The deal for the Four Queens went bust when Downtown casinos negotiated a new contract with the Culinary Union.
But slot bar operator Terry Caudill is working to revive his purchase agreement of the club.
"The contract lopped a lot of dollars off the bottom line,’’ said broker David Atwell. "We’re trying to put it back together.’’
The new five-year Culinary contract will cost Downtown casinos $2.25 an hour more per worker. Though that’s roughly 30 percent less than the amount agreed to by Strip resorts it could be the difference between profit and loss for struggling clubs like the Four Queens.
Elsinore Corp., the hotel-casino’s parent company, reported without comment that its deal with Caudill fell through last month. Nevada regulators previously approved the sale of the 704-room property and awarded Caudill a license.
The local developer agreed in March to pay about $22 million, plus the value of cash on hand and assumption of some liabilities.
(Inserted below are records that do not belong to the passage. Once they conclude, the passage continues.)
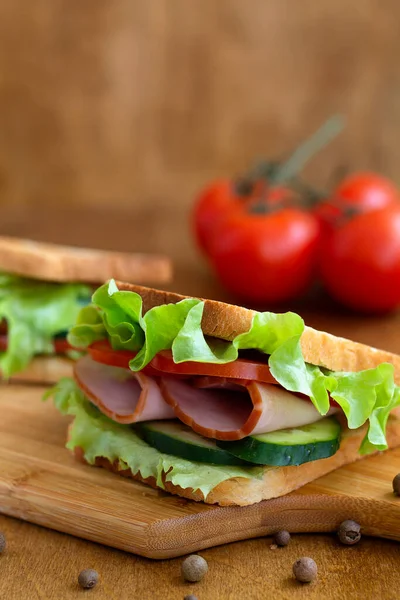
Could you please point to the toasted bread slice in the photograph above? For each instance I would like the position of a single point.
(225, 321)
(276, 482)
(52, 262)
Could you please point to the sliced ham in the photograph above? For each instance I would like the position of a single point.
(227, 410)
(120, 394)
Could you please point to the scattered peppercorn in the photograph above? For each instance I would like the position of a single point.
(349, 532)
(194, 567)
(396, 485)
(305, 569)
(282, 538)
(88, 578)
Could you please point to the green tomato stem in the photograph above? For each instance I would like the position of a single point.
(297, 161)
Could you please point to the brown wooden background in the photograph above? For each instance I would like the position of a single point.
(131, 101)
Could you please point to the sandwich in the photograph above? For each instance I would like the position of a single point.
(43, 287)
(218, 403)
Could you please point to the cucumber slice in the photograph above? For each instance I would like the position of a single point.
(288, 446)
(173, 437)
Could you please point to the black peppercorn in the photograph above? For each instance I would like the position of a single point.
(305, 569)
(88, 578)
(349, 532)
(396, 485)
(282, 538)
(194, 567)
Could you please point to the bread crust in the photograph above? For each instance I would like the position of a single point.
(319, 348)
(276, 482)
(53, 262)
(45, 370)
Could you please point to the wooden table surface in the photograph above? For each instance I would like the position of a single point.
(44, 564)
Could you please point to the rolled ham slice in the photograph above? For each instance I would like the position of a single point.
(231, 410)
(120, 394)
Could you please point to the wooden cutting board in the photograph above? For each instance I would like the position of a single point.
(41, 482)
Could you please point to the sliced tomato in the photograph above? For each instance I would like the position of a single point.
(239, 369)
(103, 352)
(163, 362)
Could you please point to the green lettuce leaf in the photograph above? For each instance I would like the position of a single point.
(35, 313)
(98, 435)
(366, 396)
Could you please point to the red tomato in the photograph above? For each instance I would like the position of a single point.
(212, 203)
(368, 191)
(163, 363)
(239, 369)
(361, 192)
(266, 257)
(360, 261)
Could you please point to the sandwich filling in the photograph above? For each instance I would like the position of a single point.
(35, 317)
(156, 396)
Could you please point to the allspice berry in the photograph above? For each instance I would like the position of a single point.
(282, 538)
(305, 569)
(194, 567)
(349, 532)
(88, 578)
(396, 485)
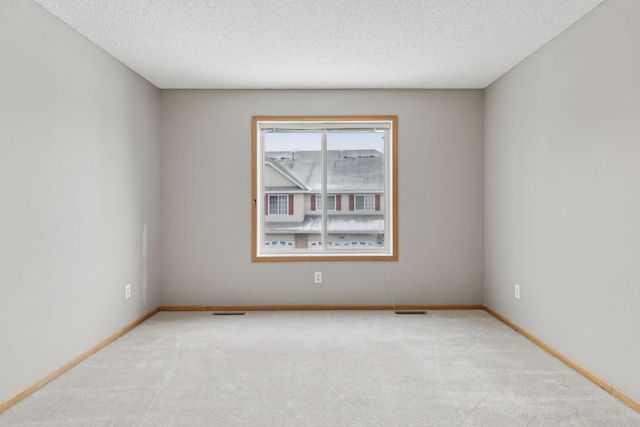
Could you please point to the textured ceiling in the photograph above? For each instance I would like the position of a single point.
(320, 44)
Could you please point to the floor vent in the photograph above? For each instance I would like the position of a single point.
(410, 312)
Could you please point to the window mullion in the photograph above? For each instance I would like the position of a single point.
(323, 190)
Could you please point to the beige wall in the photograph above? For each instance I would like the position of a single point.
(206, 200)
(79, 165)
(562, 193)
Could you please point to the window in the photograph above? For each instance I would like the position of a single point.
(331, 203)
(279, 205)
(365, 202)
(324, 188)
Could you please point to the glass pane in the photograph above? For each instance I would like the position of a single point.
(356, 178)
(291, 174)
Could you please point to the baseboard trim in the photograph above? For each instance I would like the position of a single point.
(317, 307)
(61, 370)
(620, 395)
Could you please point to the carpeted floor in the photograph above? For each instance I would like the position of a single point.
(321, 368)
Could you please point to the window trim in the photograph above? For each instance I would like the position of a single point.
(278, 204)
(391, 193)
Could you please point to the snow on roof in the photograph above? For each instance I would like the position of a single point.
(335, 224)
(347, 170)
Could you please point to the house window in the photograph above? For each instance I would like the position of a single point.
(340, 173)
(331, 203)
(279, 205)
(365, 202)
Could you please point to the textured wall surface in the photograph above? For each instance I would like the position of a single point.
(562, 196)
(206, 201)
(79, 173)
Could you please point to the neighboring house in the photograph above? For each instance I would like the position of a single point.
(293, 198)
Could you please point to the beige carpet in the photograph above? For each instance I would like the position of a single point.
(323, 368)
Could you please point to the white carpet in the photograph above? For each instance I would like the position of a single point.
(321, 368)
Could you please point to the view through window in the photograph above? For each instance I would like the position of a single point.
(349, 162)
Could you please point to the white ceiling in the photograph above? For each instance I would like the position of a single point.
(320, 44)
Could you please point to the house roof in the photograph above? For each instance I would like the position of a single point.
(347, 170)
(353, 224)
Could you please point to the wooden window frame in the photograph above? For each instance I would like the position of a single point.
(393, 222)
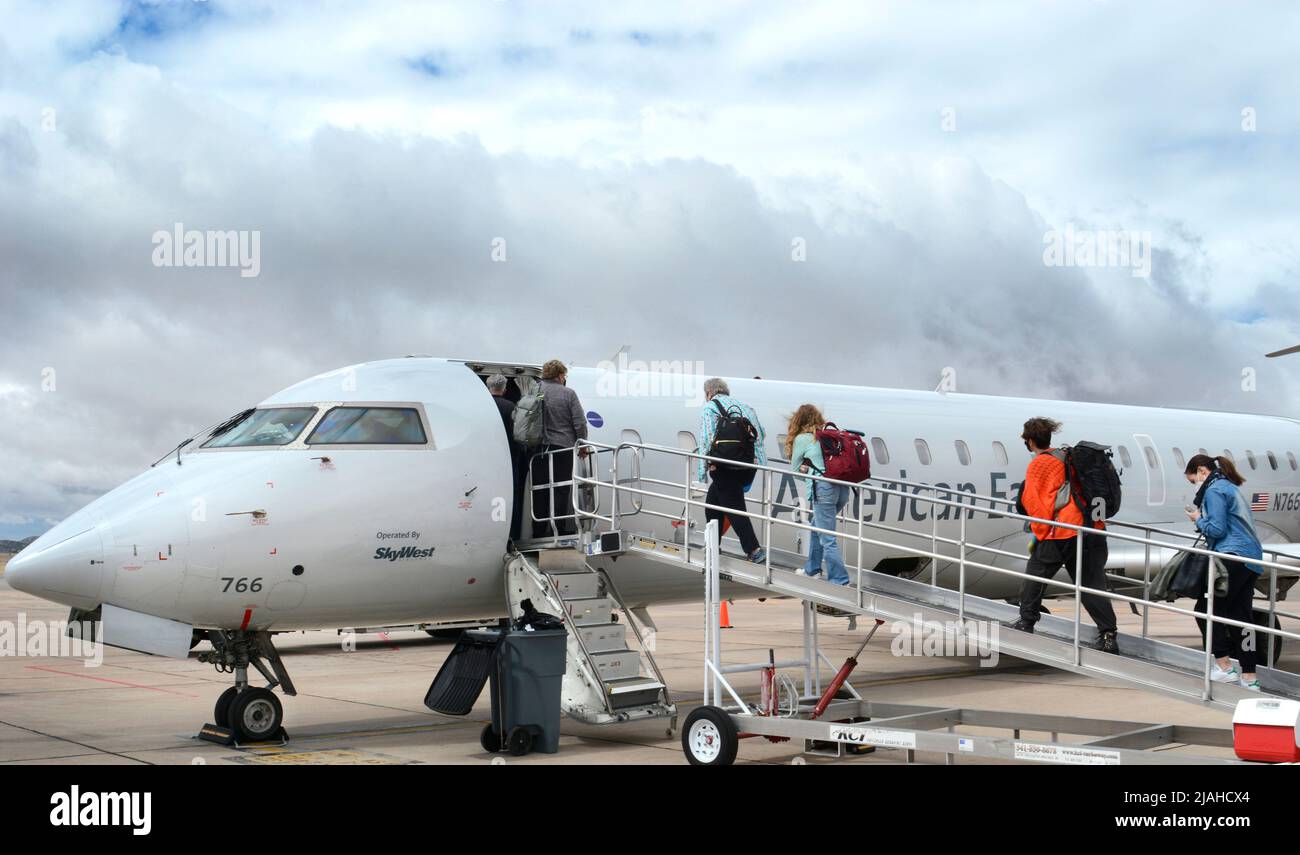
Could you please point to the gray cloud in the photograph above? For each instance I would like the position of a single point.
(376, 239)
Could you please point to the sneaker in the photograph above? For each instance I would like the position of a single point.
(1229, 675)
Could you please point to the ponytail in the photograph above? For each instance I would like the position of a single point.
(1229, 469)
(1222, 464)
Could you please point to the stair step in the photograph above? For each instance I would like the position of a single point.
(616, 664)
(577, 585)
(589, 611)
(601, 638)
(633, 691)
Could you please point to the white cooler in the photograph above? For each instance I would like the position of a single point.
(1266, 729)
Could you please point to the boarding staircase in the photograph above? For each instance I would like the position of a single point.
(610, 677)
(1065, 643)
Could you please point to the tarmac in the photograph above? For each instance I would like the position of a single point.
(364, 706)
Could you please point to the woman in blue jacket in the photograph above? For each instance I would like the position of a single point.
(1223, 516)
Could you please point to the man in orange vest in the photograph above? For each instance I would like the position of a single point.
(1048, 495)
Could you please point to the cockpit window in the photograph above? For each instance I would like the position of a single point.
(265, 428)
(369, 425)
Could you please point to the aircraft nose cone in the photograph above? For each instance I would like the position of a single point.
(65, 568)
(17, 572)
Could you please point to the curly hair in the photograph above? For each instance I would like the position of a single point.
(805, 420)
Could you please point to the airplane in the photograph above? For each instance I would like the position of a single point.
(380, 495)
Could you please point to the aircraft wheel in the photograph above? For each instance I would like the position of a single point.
(256, 715)
(519, 742)
(709, 737)
(221, 711)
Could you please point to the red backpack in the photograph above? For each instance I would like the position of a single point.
(845, 454)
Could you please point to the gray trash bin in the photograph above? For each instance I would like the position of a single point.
(525, 689)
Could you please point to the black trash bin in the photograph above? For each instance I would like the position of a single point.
(525, 689)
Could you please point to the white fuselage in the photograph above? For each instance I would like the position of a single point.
(278, 538)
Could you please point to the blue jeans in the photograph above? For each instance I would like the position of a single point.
(827, 502)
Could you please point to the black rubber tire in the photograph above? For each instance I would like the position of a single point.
(256, 715)
(221, 711)
(1260, 616)
(715, 734)
(519, 742)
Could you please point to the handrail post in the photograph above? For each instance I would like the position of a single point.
(1273, 610)
(767, 524)
(934, 542)
(1078, 593)
(1209, 628)
(1145, 589)
(859, 504)
(961, 573)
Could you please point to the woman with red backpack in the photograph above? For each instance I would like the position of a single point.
(827, 499)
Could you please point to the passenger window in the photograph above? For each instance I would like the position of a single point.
(264, 428)
(369, 426)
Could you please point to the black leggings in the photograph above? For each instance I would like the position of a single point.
(1238, 604)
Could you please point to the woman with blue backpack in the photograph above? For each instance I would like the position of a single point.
(1223, 516)
(827, 499)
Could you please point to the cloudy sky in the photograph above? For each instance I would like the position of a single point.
(650, 169)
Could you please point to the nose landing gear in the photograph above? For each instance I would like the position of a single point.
(247, 714)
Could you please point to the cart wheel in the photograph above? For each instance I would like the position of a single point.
(710, 737)
(519, 742)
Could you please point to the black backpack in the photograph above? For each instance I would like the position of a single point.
(1092, 476)
(735, 437)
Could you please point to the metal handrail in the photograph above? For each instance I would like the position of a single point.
(962, 560)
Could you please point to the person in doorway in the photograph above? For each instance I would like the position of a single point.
(564, 425)
(1223, 516)
(497, 385)
(729, 429)
(826, 499)
(1048, 494)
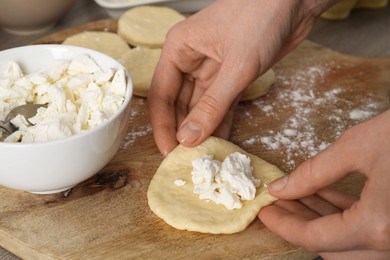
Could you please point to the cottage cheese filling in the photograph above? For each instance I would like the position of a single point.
(80, 96)
(227, 183)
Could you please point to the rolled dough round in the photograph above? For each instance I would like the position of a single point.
(140, 62)
(181, 208)
(147, 25)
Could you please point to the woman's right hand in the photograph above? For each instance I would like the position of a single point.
(211, 57)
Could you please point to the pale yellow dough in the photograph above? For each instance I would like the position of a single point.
(140, 63)
(147, 26)
(260, 86)
(181, 208)
(109, 43)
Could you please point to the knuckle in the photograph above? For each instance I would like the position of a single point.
(380, 235)
(208, 105)
(306, 174)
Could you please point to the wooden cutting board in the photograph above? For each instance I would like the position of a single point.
(319, 94)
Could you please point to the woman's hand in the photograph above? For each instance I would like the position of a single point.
(212, 56)
(329, 222)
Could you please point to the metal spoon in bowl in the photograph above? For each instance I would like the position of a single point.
(26, 110)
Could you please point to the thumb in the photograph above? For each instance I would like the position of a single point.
(318, 172)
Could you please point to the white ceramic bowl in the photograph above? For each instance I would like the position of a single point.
(59, 165)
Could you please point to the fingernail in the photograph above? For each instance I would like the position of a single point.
(278, 184)
(189, 133)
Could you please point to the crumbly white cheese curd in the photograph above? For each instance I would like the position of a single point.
(228, 183)
(80, 96)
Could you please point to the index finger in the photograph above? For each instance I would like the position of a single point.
(325, 234)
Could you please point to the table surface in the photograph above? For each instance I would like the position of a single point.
(365, 33)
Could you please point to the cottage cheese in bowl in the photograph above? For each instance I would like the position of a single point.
(88, 97)
(78, 93)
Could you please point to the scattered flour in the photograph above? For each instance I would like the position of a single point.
(303, 101)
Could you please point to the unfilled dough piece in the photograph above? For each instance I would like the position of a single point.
(109, 43)
(181, 208)
(260, 86)
(147, 25)
(140, 63)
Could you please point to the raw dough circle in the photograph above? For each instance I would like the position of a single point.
(140, 63)
(147, 25)
(109, 43)
(181, 208)
(259, 87)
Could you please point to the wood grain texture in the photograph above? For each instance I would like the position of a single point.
(107, 216)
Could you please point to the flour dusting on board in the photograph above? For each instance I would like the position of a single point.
(136, 131)
(300, 97)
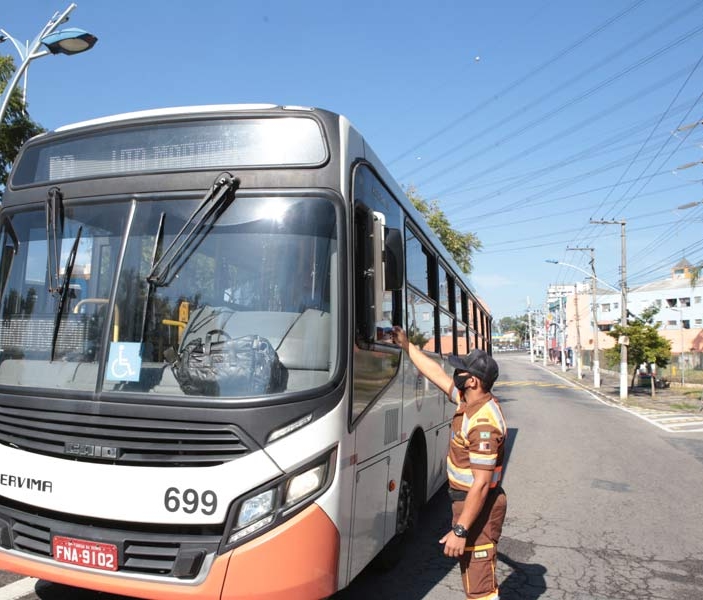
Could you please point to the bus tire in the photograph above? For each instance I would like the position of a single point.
(407, 516)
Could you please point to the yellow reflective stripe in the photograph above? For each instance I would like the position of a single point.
(483, 459)
(481, 547)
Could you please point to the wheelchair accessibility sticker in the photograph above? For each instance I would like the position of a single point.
(124, 362)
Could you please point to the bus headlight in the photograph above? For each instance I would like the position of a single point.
(305, 484)
(255, 508)
(271, 506)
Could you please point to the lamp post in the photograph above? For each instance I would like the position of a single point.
(623, 341)
(66, 41)
(592, 274)
(682, 362)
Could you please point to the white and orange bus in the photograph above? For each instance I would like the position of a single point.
(198, 396)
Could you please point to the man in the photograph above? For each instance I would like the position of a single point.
(474, 464)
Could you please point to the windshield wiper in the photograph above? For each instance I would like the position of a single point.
(213, 204)
(158, 241)
(63, 290)
(54, 226)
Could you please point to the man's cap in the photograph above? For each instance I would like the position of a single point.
(478, 363)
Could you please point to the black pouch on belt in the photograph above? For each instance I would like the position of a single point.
(457, 495)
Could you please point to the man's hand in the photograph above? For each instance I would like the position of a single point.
(454, 546)
(400, 337)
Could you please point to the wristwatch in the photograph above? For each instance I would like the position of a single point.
(460, 531)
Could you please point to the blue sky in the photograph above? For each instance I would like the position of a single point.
(524, 120)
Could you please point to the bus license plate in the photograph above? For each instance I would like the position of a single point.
(84, 553)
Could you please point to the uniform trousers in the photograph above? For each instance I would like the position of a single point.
(478, 564)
Atwell, president of Resort Properties of America, told GamingToday that Caudill is still very much in the game. "All the licensing has been done. Anyone else would have to start from scratch,’’ he said, noting that negotiations are proceeding quietly.
The 36-year-old Four Queens has been left at the altar before. Two years ago, PDS Gaming backed out of a $30 million deal to buy the property from Elsinore.
Another Downtown operator, speaking privately, calculates that Elsinore was asking too much before the Culinary talks. That price gap has only widened since the Culinary settlement, he said.